Glue, more so than a hammer and nails, is one of the main components of any household DIY kit – or, at least, any hastily thrown-together repair box.
From superglue to PVC glue, spray adhesives to hot glue, there are almost as many different variations of this substance as there are practical uses.
One thing is universal among glue products, though – the promise of strong, unending hold.
Adhesives are often made for a specific purpose and don’t need to be any stronger than the worst-case scenario within that particular need.
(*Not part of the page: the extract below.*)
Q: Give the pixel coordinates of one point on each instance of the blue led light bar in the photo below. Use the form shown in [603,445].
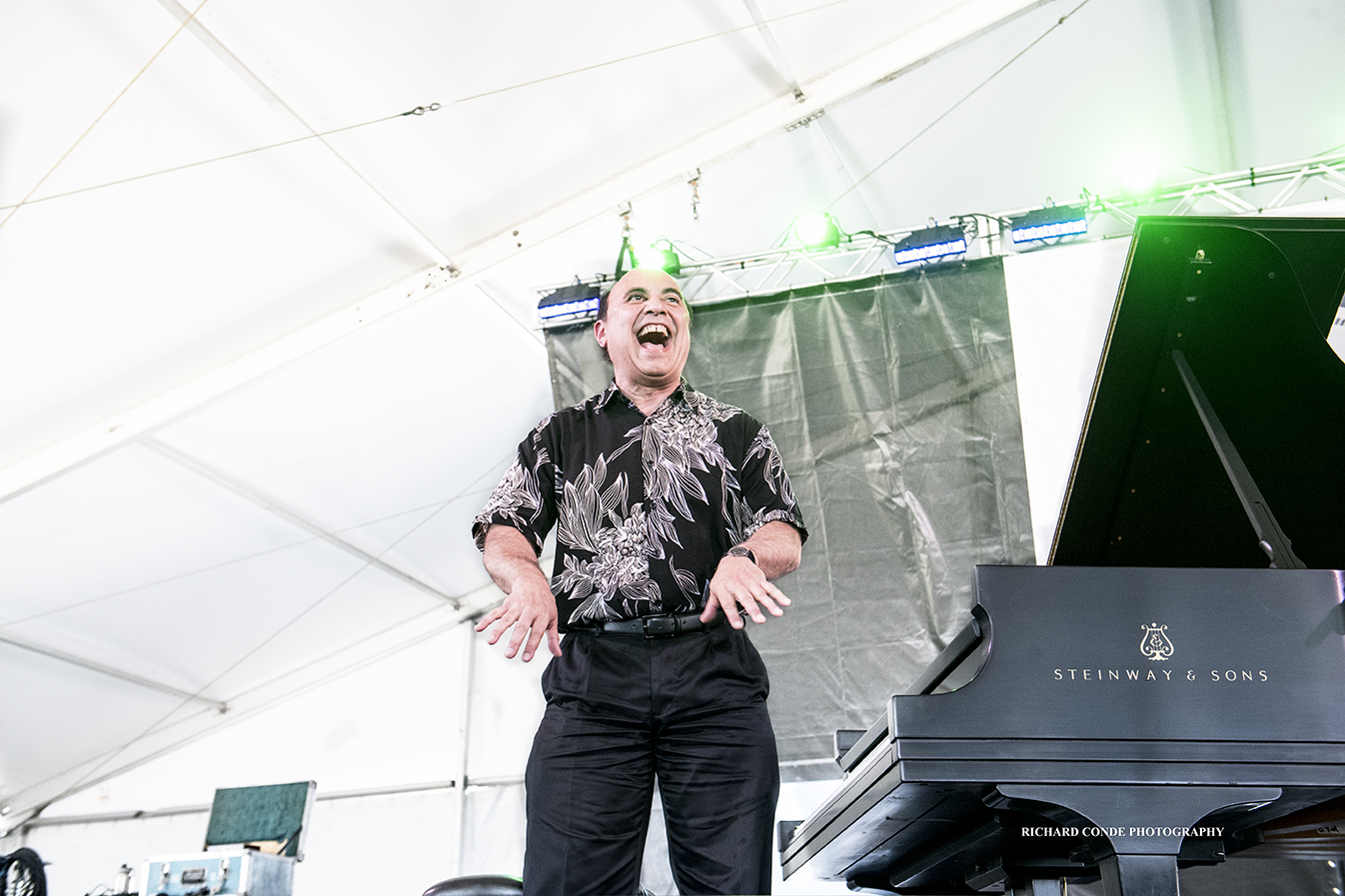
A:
[931,243]
[1049,224]
[579,299]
Spray glues find regular use in arts and crafts and in minor furniture repairs.
As they dry clear and can be repositioned for a short period of time, spray glues tend to be a more forgiving adhesive than superglues, which bond just about anything almost immediately.
For the sake of entertainment, let’s take the concept of glue to its logical extreme and see just how much it’s possible for an adhesive to hold. As far back as the early 1980s, advertisers and record-breakers have been trying to stick the heaviest and/or the most awkward objects they can find to other surfaces, usually in the shape of billboards and other inner-city exteriors.
A memorable example involves a car (and then two cars) in 1983 but a neat bit of trickery from recent times comes from insecticide company Orphea4D Protection, which turned a billboard into a giant glue trap to build an advertisement in macabre fashion – from dead insects. In good taste, maybe not – but it nevertheless demonstrates the occasional role of glues in high street marketing.
The record for the heaviest thing held by an adhesive was actually broken in 2019. With just 3g of adhesive, a 17.5-ton truck was held for an hour at a factory in Germany. It might seem like an innocuous event in the grander scope of modern industry but the spectacle attracted more than 600 people, in addition to two politicians. Of course, The Guinness Book of Records’ own officials were present, too.
This kind of ultra-glue isn’t available to purchase, and the stunt ultimately served as little more than a novel bit of showboating. In fact, it’s debatable whether glue of such great strength would ever find a place on the civilian market, largely due to the risks associated with all industrial-strength products. It’s also unlikely that the average DIY enthusiast will want to stick their car to a wall.
So, what are some more realistic numbers? A group of Portuguese researchers discovered that, on dry surfaces, the maximum strength of the glues tested was around 10-12MPa (Megapascals). While this number won’t mean much to many people, the fact that the amount of pressure glue can sustain is more than halved when applied to wet surfaces should give some indication as to why manufacturers recommend against doing this.
Translated into more familiar terms, superglues can hold around 30lbs, which is more than sufficient for repairs, model-making, and any general lifestyle needs around the house.